Consider the U.S. is spending $67 billion annually on the war on terror vs. $3.4 billion on energy research, according to the National Science Foundation. Private sector pharmaceutical companies are investing 10 times as much in R&D as energy firms like Exxon Mobil or Chevron. Need more numbers? The U.S spent $58 billion annually (inflation-adjusted) during Reagan's run-up on defense spending from 1981-89. It spent $23 billion in 1963-72 on Kennedy's Apollo project to put a man on the moon. "We could kick the fossil fuel habit in 10 years if we had the same kind of visionary leadership as JFK," says David Goodstein, author of "Out of Gas: The End of the Age of Oil." Whether that will happen remains up for debate following the two-day international conference. Hosted by the Nelson Institute for Environmental Studies at the UW-Madison, the event brought in some of the top energy experts in the world for a frank discussion of energy issues. "Right now we're conducting a giant science experiment on the only planet we've got," warned Goodstein. "Civilization as we know it could well end by the end of the century when our fossil fuels run out."

But the conference wasn't all doom and gloom.
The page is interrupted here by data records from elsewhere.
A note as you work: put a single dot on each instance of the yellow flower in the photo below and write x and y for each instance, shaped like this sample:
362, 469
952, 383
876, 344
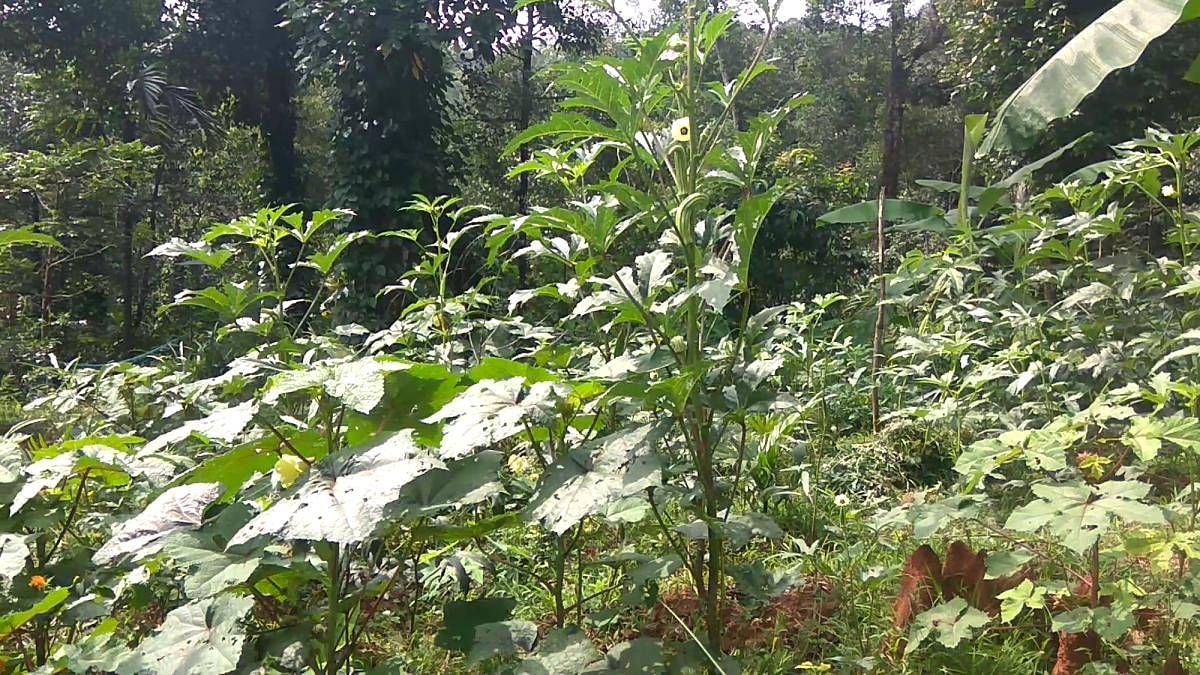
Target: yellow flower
288, 469
520, 465
681, 130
One enlightening presentation came from Jean-Pierre Perves, a leading French atomic scientist and adviser to its Nuclear Energy Commission. France - which has no reserves of coal, oil or natural gas to speak of - made a heavy investment into nuclear electric generation beginning in 1985. Today, the country of 60 million people gets 78 percent of its electricity from modern nuclear power plants. By comparison, the U.S. gets about 20 percent of its electricity from nuclear power plants. Wisconsin is about 18 percent nuclear. Shifting away from fossil fuel has also allowed France to reduce its total carbon dioxide emissions by 35 percent, a dramatic reduction considering the increase in electric consumption across Europe.
"Going nuclear was the only way we could move forward so quickly on reducing emissions," Perves said,
Advances in nuclear technology, including reprocessing uranium-based fuel, has helped French significantly reduce the amount of radioactive waste. Much of the dangerous material can now be stored in glass canisters secured in clay soils.
Finland is even a step further ahead, Perves said, opening a pressurized nuclear reactor in 2005 that is the most efficient plant developed to date.

Meanwhile, the U.S. nuclear industry has been on hold, with no new plants opened since the early 1970s. Wisconsin remains under a moratorium on construction of any new nuclear plants, a law that dates to 1984. The lack of investment in nuclear energy is an ongoing frustration for UW-Madison nuclear professor Michael Corradini. He said much of the technology being used successfully in Europe was actually developed in this country. Corradini said Wisconsin could build a state-of-the-art nuclear power plant for about the same cost of the proposed new coal-burning facility in Oak Creek. "It's a political question in this country," he said. "There is no leadership." In addition to new sources of clean energy from the sun, wind or biofuels such as ethanol, conference attendees said there are great strides to be made in conservation or small-scale renewable energy projects like low-temperature solar heating. "Conservation remains the cheapest of all the alternatives," said Bob Smith, professor emeritus of civil and environmental engineering at the UW-Madison.